Der AIC10 agiert mit einem unvergleichlich musikalischen Fluss, der sich nur schwerlich in Worte fassen läßt. Und gleichgültig, welchen meiner Kopfhörerverstärker ich zum Vergleich auch heranziehe, die entspannt überlegene und gleichsam leidenschaftliche Spielart des RIVIERA erreichen sie allesamt nicht.

In Kombination mit dem HIFIMAN SUSVARA spielt sich der AIC10 somit an die Spitze der versammelten Weltelite.

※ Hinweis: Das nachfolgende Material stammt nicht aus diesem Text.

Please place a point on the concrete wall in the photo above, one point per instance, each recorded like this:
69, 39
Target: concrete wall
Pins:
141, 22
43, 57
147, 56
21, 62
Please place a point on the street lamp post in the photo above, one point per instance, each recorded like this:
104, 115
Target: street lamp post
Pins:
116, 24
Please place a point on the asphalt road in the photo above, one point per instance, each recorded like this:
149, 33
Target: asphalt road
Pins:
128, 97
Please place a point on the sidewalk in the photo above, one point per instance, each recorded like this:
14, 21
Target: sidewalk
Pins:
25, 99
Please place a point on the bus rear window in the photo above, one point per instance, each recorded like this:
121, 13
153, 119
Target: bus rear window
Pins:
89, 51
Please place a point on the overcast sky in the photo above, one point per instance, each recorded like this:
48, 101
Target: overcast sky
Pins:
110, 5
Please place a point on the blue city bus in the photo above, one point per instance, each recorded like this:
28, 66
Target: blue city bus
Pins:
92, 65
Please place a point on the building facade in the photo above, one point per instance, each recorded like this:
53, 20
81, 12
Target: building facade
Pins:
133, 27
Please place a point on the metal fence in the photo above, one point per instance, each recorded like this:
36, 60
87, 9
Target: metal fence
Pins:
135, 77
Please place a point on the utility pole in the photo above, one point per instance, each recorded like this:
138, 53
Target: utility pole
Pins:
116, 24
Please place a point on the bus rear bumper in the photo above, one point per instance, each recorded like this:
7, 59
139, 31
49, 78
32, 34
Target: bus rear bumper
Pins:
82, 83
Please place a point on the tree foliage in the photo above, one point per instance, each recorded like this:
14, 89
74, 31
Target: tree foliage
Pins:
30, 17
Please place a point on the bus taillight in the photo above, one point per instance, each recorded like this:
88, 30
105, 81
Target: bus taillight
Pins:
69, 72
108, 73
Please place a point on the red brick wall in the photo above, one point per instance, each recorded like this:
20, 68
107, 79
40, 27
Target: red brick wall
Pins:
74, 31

Und agiert in dieser Kombination IMO sicherlich auf Augenhöhe mit einem HIFIMAN SHANGRI LA- oder einem SENNHEISER HE1-System.

Der RIVIERA AIC10 ist ohne jeden Zweifel ein absoluter Ausnahmeverstärker im HIGH-END Kopfhörersegment. Allerdings zu einem sehr stolzen Preis. Und demzufolge für die Meisten wohl auch eher unerschwinglich.

Meine uneingeschränkte Empfehlung aber dennoch an alle Gralsritter des Klanges, welche Willens und monetär auch in der Lage sind, sich dieser italienischen Wunderwaffe zu bedienen. Und am Ende einer vielleicht sehr langen Reise angekommen sind.

Denn der RIVIERA AIC10 ist nicht weniger als ein eindrucksvolles Statement für die Wiedergabe über Kopfhörer.  Ein „End Game“ Verstärker, welcher dem Zuhörer „Closer to the Music“ im höchsten Maße authentisch und gleichsam unvergleichlich emotional vermittelt. Grandios. Ein Meisterwerk.

Euer Fidelio

Meine Wertung

Klangqualität (60%) : 5 von 5 Ohren
Ausstattung (20%) : 3 von 5 Ohren
Verarbeitung (20%) : 5 von 5 Ohren

Musicalhead TOP 10
(*) Die Testberichte auf Musicalhead geben ausschließlich meine persönliche Meinung zum Produkt wieder. Es handelt sich hierbei um redaktionelle Beiträge, welche aber durchaus eine werbende Wirkung beim Leser erzielen könnten, ohne dass ich von einem Unternehmen damit beauftragt wurde.